Maureen set up the Hope Foundation Ireland in 1999, and this was followed by the UK branch in 2007. It all started with just 19 children.
Hope Hospital was started in 2008, as already mentioned and was a direct result of Maureen, a frequent visitor to Kolkata, trying in vain one night to get a street-dwelling child admitted to hospital (unsuccessfully – for reasons outlined in a previous post).
When Maureen returned home to Ireland she told friends about it, and together they vowed to do something about the situation. As mentioned, HOPE has links to many charities throughout Kolkata and beyond, one being the ‘Missionaries of Charity’ founded by Mother Teresa (who don’t have their own hospital, so often transfer patients to Hope Hospital).
Hope Hospital doesn’t have a home for elderly patients to transfer to where necessary upon discharge from hospital. So, they are able to help each other! Coincidentally, Maureen actually met Mother Teresa many times. However, the organisations are very different indeed. For a start, HOPE, isn’t religious in any way. But what it IS, within Kolkata, is very well-known. I was really surprised – everybody in Kolkata who I spoke to (bar one, who promptly googled the charity and was “bowled over by its ‘transparency”) had heard of HOPE.

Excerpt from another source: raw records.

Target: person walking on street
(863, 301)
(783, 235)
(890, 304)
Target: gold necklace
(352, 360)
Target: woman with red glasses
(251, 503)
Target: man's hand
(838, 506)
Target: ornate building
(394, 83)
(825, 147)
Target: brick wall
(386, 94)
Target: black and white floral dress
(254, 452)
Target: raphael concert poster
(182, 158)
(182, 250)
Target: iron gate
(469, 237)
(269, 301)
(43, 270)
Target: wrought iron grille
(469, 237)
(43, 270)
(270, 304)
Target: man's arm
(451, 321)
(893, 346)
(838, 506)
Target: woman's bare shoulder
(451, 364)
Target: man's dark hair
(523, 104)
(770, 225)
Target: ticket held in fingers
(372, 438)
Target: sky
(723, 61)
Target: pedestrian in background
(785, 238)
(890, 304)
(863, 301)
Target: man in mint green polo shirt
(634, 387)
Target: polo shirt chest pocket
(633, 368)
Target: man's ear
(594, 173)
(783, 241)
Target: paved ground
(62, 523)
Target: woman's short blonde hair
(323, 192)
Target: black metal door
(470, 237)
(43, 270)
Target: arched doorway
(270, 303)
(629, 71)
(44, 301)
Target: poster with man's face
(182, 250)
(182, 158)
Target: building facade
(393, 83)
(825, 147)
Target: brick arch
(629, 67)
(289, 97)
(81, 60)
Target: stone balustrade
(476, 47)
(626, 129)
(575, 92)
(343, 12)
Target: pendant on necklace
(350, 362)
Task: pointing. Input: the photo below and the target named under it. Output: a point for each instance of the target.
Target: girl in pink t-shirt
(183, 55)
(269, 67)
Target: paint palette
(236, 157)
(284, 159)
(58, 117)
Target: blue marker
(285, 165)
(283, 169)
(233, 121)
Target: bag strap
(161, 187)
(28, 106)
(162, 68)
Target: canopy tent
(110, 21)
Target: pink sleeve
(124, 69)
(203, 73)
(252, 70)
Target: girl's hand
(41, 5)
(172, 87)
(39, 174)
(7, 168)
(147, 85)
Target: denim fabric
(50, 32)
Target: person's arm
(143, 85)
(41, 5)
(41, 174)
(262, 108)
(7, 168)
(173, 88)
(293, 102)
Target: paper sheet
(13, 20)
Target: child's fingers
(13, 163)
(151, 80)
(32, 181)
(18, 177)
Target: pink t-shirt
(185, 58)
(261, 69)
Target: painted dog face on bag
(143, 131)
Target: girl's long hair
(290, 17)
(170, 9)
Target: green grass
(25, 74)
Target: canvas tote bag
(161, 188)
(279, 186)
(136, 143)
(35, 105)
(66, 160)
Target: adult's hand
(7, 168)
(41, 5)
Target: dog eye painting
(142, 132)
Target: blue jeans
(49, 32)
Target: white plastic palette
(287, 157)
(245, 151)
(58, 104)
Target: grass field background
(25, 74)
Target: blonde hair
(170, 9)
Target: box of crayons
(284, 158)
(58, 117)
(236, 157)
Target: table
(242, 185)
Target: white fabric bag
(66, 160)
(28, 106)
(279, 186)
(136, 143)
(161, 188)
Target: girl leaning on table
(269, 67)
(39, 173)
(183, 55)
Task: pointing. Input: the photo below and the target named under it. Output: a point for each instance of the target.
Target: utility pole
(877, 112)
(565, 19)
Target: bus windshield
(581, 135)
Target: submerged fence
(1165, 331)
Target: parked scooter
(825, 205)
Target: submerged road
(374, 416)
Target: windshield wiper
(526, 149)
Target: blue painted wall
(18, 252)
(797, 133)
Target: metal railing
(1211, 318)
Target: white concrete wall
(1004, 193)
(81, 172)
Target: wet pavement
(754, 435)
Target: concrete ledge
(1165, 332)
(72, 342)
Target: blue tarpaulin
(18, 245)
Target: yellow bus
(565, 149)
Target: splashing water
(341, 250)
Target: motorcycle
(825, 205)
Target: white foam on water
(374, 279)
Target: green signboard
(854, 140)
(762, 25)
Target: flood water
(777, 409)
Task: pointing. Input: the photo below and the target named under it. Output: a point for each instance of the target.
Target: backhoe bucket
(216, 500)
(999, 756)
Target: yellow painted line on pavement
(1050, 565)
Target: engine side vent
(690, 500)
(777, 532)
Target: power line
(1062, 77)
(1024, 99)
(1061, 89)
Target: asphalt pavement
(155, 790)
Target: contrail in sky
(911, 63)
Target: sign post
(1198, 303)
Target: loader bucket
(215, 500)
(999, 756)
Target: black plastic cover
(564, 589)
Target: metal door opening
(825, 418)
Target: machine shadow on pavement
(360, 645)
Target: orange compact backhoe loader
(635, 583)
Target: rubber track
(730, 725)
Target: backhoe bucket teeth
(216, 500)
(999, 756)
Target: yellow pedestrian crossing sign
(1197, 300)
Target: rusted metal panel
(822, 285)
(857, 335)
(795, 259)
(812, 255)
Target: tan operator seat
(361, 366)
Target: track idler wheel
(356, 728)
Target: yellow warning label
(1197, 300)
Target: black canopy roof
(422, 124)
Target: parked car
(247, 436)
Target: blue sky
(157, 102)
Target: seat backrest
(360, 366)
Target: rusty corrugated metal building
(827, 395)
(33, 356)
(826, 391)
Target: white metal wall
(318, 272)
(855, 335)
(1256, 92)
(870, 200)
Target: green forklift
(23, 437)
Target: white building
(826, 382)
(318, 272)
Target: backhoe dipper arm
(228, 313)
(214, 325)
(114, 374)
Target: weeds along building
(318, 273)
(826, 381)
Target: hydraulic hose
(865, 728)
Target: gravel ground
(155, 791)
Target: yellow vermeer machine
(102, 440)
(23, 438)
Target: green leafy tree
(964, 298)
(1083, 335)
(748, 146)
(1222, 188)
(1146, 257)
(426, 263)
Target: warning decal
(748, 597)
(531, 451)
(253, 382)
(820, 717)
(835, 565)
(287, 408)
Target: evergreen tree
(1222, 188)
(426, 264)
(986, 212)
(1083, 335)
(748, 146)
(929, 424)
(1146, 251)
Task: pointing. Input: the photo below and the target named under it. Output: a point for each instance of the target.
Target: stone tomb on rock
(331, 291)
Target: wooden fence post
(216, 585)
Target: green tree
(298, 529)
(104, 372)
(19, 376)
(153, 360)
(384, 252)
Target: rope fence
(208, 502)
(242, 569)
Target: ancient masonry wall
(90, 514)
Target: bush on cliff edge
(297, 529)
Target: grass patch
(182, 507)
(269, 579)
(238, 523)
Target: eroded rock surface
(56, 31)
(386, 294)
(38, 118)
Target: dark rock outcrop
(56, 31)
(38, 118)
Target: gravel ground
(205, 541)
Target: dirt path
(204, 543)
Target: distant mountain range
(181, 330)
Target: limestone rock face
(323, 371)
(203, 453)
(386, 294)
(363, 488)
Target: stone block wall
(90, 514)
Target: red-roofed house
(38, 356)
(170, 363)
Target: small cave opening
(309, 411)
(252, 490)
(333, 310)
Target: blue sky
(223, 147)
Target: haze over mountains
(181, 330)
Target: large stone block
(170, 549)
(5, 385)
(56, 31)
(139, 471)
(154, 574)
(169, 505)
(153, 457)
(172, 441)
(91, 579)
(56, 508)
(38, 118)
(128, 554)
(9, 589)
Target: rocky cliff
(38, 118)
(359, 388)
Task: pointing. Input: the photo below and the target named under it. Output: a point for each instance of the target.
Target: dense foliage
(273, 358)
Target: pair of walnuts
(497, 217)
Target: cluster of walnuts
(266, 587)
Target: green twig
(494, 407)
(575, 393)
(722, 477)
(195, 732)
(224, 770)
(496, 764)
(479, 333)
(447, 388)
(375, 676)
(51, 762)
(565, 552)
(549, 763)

And nobody had anything bad to say about it either – only good! HOPE can be really proud to have invested around 40 million Euros into Kolkata’s economy. What an amazing achievement!
I personally am thrilled to have spent time with the team at HOPE and to have got to know some of them. My heartfelt thanks to everyone I met, and to those I didn’t. And for sure, I will continue to use my film as a way of fundraising for HOPE, whenever and wherever I can. If anyone reading this would like to arrange a screening for HOPE, please get in touch. This applies whether you are in the UK, India or indeed elsewhere…You never know what can be done!
I hope I have given you a good idea of what your donation will help these wonderful people achieve. Around a third of the population of Kolkata live in abject poverty. This charity makes an enormous difference to their lives, offering them education, shelter, medical help, food and accommodation as required. And more than that – love. And hope – always hope for a brighter future. But that can’t be done without OUR help. Please consider donating or supporting HOPE, if you possibly can.
Bless you all, HOPE team – and don’t stop this incredible work!
I am truly convinced that both Julia and Charles Cameron would have been whole-hearted supporters of HOPE! The team are simply amazing. I am so grateful to everyone concerned for taking the time and energy to show me round and give their time in the various projects I visited in Kolkata.